Statechart based monitors

There are many flavors of statechart languages from low level ones which resemble state machines, to complex ones like UML statecharts. Our goal was to develop an intuitive and highly expressive statechart language with features like error state annotation to make monitor generation easy. A simple statechart can be described as following:

Editor

The described system simply switches between an odd and an even state on every tick signal. The features of the UML statecharts are fully available (entry and exit actions, state hierarchy, etc) with a few extensions, like parametrized handling of certain situation. A system specification can hold multiple statechart definitions which can communicate via shared signals.
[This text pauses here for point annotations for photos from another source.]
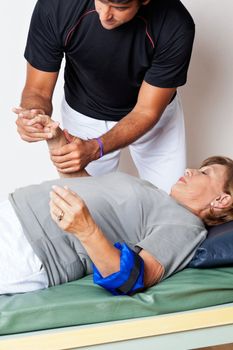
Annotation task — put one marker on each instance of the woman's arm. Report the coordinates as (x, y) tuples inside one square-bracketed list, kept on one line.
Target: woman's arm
[(78, 221)]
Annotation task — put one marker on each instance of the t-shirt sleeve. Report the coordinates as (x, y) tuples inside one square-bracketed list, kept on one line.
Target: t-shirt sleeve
[(43, 49), (171, 59), (173, 245)]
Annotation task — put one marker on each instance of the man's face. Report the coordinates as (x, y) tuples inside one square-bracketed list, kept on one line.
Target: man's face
[(198, 187), (113, 15)]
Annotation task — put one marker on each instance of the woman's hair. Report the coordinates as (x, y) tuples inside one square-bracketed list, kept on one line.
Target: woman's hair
[(226, 214)]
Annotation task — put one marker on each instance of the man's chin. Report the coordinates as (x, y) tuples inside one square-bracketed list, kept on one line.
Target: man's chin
[(110, 26)]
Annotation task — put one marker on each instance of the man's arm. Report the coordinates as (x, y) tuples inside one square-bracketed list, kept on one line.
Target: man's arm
[(56, 138), (36, 99), (151, 103), (77, 220)]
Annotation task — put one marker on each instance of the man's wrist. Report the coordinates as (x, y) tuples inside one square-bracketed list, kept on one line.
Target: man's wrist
[(97, 148)]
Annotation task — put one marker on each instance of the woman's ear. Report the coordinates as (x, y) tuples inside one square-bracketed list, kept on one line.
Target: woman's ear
[(222, 201)]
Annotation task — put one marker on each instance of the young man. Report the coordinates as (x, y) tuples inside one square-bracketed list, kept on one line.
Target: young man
[(124, 62), (135, 234)]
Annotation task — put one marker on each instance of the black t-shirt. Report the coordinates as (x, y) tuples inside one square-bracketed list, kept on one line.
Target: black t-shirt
[(105, 68)]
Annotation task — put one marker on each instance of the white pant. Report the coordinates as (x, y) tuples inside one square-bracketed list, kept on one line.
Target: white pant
[(159, 155), (20, 269)]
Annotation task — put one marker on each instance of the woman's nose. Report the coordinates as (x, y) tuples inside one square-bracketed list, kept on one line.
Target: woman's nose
[(190, 172), (105, 13)]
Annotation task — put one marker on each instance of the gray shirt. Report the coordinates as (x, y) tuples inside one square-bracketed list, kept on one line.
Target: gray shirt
[(126, 208)]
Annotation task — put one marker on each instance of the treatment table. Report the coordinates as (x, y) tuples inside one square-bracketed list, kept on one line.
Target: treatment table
[(191, 309)]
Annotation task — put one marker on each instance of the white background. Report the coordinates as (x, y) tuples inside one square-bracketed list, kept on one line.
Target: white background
[(207, 97)]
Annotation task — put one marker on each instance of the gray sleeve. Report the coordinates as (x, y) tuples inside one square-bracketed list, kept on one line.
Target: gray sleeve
[(173, 245)]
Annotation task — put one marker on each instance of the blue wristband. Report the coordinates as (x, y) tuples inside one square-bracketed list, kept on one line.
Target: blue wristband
[(98, 139), (129, 279)]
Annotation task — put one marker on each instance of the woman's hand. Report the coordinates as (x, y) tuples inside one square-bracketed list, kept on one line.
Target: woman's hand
[(32, 127), (76, 155), (71, 214)]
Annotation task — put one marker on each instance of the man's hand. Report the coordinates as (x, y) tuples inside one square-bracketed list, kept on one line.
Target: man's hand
[(76, 155), (29, 130)]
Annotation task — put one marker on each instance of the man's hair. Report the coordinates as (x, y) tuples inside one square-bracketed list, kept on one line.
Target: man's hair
[(226, 214), (123, 1)]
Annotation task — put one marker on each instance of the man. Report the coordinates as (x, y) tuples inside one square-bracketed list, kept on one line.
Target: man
[(135, 234), (124, 62)]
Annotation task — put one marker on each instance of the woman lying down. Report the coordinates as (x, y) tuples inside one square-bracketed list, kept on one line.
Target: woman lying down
[(124, 230)]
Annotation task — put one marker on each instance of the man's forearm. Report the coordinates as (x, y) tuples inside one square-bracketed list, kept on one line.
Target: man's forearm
[(33, 100), (127, 130), (58, 141)]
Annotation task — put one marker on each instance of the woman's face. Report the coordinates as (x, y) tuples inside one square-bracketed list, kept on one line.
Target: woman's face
[(199, 187)]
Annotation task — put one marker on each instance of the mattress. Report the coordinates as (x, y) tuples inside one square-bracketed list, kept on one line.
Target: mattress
[(81, 302)]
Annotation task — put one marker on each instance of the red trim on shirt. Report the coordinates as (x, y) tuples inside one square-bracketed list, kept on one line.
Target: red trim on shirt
[(147, 33)]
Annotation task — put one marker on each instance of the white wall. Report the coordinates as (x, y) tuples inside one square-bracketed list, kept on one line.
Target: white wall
[(207, 97)]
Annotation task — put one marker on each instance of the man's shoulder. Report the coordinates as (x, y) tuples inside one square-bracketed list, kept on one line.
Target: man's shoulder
[(61, 6), (168, 10)]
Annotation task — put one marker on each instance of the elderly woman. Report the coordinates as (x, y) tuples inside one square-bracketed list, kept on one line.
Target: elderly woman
[(126, 231)]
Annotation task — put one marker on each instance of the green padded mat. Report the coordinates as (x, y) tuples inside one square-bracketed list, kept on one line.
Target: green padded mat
[(82, 302)]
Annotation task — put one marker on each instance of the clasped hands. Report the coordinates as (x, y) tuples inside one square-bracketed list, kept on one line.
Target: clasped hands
[(69, 156)]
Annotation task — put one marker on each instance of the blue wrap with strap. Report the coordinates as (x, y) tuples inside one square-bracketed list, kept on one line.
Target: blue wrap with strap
[(129, 279)]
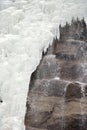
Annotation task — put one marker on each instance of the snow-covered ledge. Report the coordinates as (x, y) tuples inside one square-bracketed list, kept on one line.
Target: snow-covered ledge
[(26, 29)]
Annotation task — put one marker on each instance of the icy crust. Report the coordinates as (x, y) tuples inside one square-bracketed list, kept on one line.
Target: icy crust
[(26, 30)]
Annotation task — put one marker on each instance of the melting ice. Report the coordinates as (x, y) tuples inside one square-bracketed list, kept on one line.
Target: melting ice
[(27, 27)]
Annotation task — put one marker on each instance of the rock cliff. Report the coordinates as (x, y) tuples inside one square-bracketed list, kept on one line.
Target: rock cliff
[(57, 98)]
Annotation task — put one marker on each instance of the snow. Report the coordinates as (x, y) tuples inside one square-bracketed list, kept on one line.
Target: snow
[(27, 27)]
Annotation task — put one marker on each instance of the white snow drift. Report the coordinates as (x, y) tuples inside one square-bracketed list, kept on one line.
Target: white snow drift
[(27, 27)]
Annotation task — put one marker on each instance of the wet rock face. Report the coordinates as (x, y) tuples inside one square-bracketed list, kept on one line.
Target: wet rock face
[(57, 98), (73, 91)]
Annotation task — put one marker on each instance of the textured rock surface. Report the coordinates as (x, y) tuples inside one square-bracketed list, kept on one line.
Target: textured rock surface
[(57, 98)]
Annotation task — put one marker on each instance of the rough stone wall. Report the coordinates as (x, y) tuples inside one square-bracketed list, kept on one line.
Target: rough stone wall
[(57, 98)]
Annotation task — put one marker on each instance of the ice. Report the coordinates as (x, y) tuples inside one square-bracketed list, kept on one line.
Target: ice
[(27, 27)]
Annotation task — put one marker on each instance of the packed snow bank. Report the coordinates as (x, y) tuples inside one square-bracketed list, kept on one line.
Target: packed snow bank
[(26, 29)]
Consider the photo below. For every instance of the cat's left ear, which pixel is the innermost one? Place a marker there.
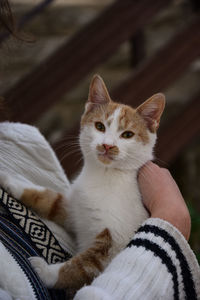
(98, 93)
(151, 111)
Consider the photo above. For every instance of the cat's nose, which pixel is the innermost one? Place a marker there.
(107, 147)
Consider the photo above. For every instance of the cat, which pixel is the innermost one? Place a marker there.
(104, 207)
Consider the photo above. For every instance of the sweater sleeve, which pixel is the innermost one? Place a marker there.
(157, 264)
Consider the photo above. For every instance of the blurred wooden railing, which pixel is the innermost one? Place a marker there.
(92, 45)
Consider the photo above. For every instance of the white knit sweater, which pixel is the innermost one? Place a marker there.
(158, 264)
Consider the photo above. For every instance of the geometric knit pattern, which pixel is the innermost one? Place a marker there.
(39, 234)
(21, 248)
(183, 283)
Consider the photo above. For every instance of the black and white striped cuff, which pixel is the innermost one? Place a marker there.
(167, 243)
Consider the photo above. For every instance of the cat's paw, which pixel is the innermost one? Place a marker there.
(11, 186)
(47, 273)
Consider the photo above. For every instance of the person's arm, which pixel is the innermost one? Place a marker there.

Monitor generation from statecharts

We had a few ideas on how monitor generation should work, from flat, highly efficient monitors to high level ones that preserves the statechart’s hierarchy in the code itself (creating easily extendable and readable source files in the process). We also had a few options somewhere between the two extremities, but most systems either have a lot, or nearly no extra computing power that can be used for monitoring, so a midways approach isn’t really necessary. We ended up implementing most of the functionality for both the high and the low level monitor generators. So, let’s dive into how they work!

High level monitor generation

This method preserves the hierarchy of the statecharts completely. As a specification might consist of multiple statecharts, a statechart handler is responsible for the top level functionality. It works with a signal handler that connects the world to the environment – which handles the signal queues. Signal queues are one of the parts that has to be written by hand. It will mostly operate by either using shared memory (locking functions are built in) for the queues, or by attaching to a network interface to monitor packets, where certain packets raise certain signals. The statechart handler is responsible for the proper working of statecharts, which in turn contain states and transitions. These are all separate classes derived from a generic state and transition class, which allows the developers to extend the functionality of certain actions or guards. Names for states are also stored as strings which can be used to send informative error messages. For example, a state with a built in, and a custom entry action is represented as follows:

Monitor example

The handling of time is delegated to a separate class. This uses standard C++11 timing features and a clock with millisecond resolution by default, but can be easily changed to platform specific solutions: three functions need to be replaced in the class, one for getting the current time, one for getting the current time with an offset (which is needed for timers), and the comparison function between two timestamps.

This allows the generator not only to be used for monitor generation, but as a general tool to create object oriented C++ code from statecharts. This naturally results in a larger codebase than a low level monitor would, which is usually problematic when running on embedded systems.

Monitors with low overhead

After we realised that a BeagleBone PRU (which is what we wanted the monitor to run on) only has 8kB of code memory, a low level monitor generator had to be implemented. Code for handling hierarchy was the first to go – flat statecharts are just as good as hierarchical ones, when the memory limit is 8kB. The statechart names can also be omitted – even if it’s a less friendly method for the eye, storing an ID is enough to be to trace back which error state was reached. Creating child classes for states is also unacceptable overhead on such a small system, so we decided to use a general state class with function pointers. C++11 compilers are also seldom on embedded systems, so the code was downgraded to be C++98 compliant (which is the reason why no nice looking initialization lists are used). Then a single function running in an infinite loop checks for any changes in the signal que (in shared memory), and takes timesteps accordingly.

By now, you should have quite a bad feeling about how such code might look like. Well, wait no more, here is a small part from an example statechart, which shows how a transition is handled and the monitoring code is built:

Looks horrible, right? Still: that’s how low level monitors for embedded systems are born.